18.1 Introduction

The last three chapters introduced tools to apply the decision-making process (Sect. 15.4) used in research:

  1. Make an assumption about the population parameter.
  2. Based on this assumption, describe what values the sample statistic might reasonably be expected from all possible samples.
  3. Observe the sample data, and see if it seems consistent with the expectation, or if it contradicts the expectation.

One key observation is that, under certain conditions, the variation of many sample statistics (such as the sample mean, etc.) from sample to sample can be described approximately by a normal distribution. As a result, the expected behaviour of these statistics can be described, so we know what to expect from the sample statistic.
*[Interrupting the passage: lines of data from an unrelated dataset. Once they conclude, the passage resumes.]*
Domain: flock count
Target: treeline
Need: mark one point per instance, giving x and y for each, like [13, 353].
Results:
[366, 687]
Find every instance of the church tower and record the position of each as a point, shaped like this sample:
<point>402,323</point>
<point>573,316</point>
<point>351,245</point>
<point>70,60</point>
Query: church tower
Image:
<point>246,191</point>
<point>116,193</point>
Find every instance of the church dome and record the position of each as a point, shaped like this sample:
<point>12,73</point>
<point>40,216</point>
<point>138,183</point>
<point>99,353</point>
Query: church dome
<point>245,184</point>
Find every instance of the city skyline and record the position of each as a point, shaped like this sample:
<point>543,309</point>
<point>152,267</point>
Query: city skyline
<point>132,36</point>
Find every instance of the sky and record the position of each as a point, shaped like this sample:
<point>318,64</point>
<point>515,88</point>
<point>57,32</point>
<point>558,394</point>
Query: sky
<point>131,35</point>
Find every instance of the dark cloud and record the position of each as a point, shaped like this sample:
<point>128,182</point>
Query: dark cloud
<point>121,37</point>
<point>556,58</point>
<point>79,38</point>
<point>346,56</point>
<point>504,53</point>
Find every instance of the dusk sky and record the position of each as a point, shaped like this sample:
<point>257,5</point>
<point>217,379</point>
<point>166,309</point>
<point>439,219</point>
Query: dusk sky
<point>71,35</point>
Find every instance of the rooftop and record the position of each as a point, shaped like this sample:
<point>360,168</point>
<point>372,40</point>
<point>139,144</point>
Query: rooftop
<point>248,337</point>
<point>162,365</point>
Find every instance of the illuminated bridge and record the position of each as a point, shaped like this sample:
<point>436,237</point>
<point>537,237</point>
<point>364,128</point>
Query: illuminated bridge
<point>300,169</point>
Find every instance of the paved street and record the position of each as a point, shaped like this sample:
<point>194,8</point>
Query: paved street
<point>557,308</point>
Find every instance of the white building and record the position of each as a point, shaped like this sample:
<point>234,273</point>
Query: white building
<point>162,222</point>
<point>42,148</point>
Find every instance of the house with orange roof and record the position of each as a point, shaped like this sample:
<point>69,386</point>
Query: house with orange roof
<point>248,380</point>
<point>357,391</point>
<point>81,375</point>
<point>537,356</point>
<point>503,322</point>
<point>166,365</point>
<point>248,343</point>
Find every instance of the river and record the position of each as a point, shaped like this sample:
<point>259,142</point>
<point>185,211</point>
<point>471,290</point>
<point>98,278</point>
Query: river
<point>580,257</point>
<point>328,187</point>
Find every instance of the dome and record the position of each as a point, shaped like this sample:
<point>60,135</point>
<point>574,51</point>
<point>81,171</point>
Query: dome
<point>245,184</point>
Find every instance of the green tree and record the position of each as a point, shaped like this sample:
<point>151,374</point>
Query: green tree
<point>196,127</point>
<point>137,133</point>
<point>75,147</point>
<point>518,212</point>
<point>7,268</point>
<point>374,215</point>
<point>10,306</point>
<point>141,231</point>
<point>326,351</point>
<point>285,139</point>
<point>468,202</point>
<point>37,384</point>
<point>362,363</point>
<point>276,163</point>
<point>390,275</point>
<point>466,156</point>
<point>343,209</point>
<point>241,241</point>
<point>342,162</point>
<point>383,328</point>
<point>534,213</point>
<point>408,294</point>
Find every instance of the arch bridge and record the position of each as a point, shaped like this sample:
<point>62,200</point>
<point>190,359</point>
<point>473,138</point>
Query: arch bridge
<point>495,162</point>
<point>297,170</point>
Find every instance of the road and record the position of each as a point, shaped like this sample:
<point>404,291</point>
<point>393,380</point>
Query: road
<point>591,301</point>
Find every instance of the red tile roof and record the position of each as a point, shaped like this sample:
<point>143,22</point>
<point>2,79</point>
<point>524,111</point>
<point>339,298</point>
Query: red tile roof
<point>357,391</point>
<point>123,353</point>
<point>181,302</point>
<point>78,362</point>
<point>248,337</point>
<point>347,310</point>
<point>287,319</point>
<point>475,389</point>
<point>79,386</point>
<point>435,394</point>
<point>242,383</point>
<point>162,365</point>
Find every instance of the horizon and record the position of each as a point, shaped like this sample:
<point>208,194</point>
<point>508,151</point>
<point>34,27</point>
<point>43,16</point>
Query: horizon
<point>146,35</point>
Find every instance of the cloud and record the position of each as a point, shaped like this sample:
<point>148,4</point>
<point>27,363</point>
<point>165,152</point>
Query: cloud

This has been alluded to before. In Sect. 15.4, the sample proportion of red cards in a sample of 15 varied from hand to hand, and was approximately distributed as a normal distribution. This is no accident: Many sample statistics vary from sample to sample with an approximate normal distribution if certain conditions are met. This is called the Central Limit Theorem.

A sampling distribution describes the distribution of the sample statistic: How the value of the sample statistic varies from sample to sample for many samples. The sampling distribution here is a normal distribution.

Definition 18.1 (Sampling distribution) A sampling distribution is the distribution of some sample statistic, showing how its value varies from sample to sample.